Machine learning uses computer algorithms to detect correlations between measurements of crop performance and the outcomes in terms of yield (or grain quality) within the accumulated big data generated by breeding work, pre-breeding research, soil analysis, pathogen diagnostics, climate data and more.
“Machine learning involves detecting patterns within a mix of variables that strongly associate with yield outcomes, with the aim of building a model that can ultimately predict outcomes given real-time measurements,” Dr Cumpston says. “Applied to breeding, for example, this would result in predictions about the best genotypes relative to environmental conditions. This approach is unlimited in the complexity it can handle and can uncover causal interactions that industry currently struggles to detect.”
In a sense, machine learning offers an opportunity to learn from the past by uncovering the complex causal relationships beyond the capability of traditional analysis to detect.

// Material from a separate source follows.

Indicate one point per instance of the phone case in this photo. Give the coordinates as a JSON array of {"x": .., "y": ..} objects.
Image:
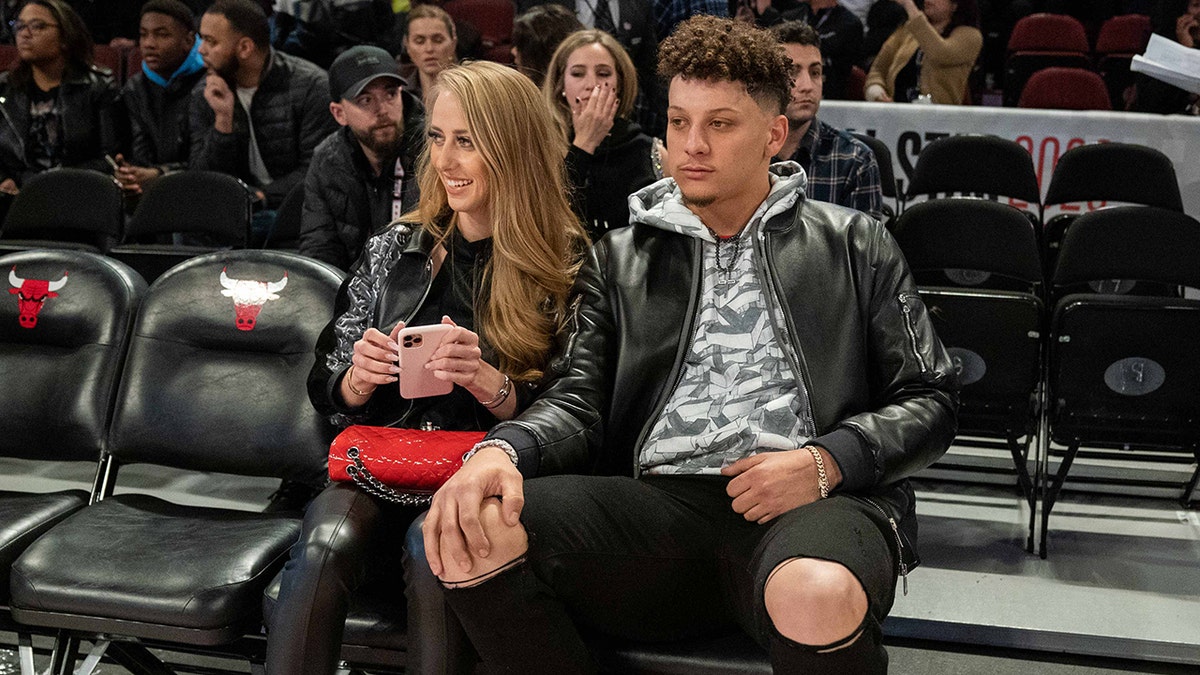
[{"x": 417, "y": 345}]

Machine learning capability is under investigation for challenges that fall under four main categories (see Table 1):
- crop monitoring and weed detection;
- genomic selection;
- soil constraint variability mapping; and
- grower communication.
Opportunities around machine learning are especially evident in a genomic selection project headed by Australian Grain Technologies (AGT) in partnership with Statistics for the Australian Grains Industry (South) and the Australian Institute for Machine Learning, both located at the University of Adelaide.
AGT’s Dr Tristan Coram says current methods to associate genotypes and yield involve the use of DNA markers that cover the genome of target crops. Statistical methods and modelling are then used to calculate an effect for each individual marker that corresponds to its contribution to yield. These are then added to give an estimate of a genotype’s value to the breeding program.
Not all gene effects on yield can be accounted by simply adding them together. In addition to these ‘additive’ effects are more complex interactions, called ‘non-additive’.
“Current methods cannot fully account for all the yield variation we detect in field trials,” Dr Coram says. “We know that a lot of this unexplained yield variation arises from gene-by-gene and gene-by-environment interactions and they give rise to complex ‘non-additive’ impacts on yields.”
The project has two modules depending on whether or not information about the environment is included. The simpler restricts the modelling to finding hidden associations between yield and the genome-spanning DNA markers already in use at AGT. The second will train the yield-predicting model to take environmental conditions into account, including spatial soil variability data (nutrient profile, electroconductivity and pathogen load) and weather data.
“The goal is to integrate the environmental data with the genotype data and identify the key parameters affecting yield,” Dr Coram says. “That places us in a position to build a model that can predict yield of breeding material in a new environment without ever testing it there.”
Ultimately, the two-year project is looking to improve on existing statistical modelling and determine whether there is a path forward to increase genetic gain for yield into the future.
“We’re generating good results, but there is still lots of optimisation needed around identifying the parameters that affect yield,” Dr Coram says. “Machine learning is an interesting new technology and we can see the potential, so the opportunity to do this scoping work has been exciting.”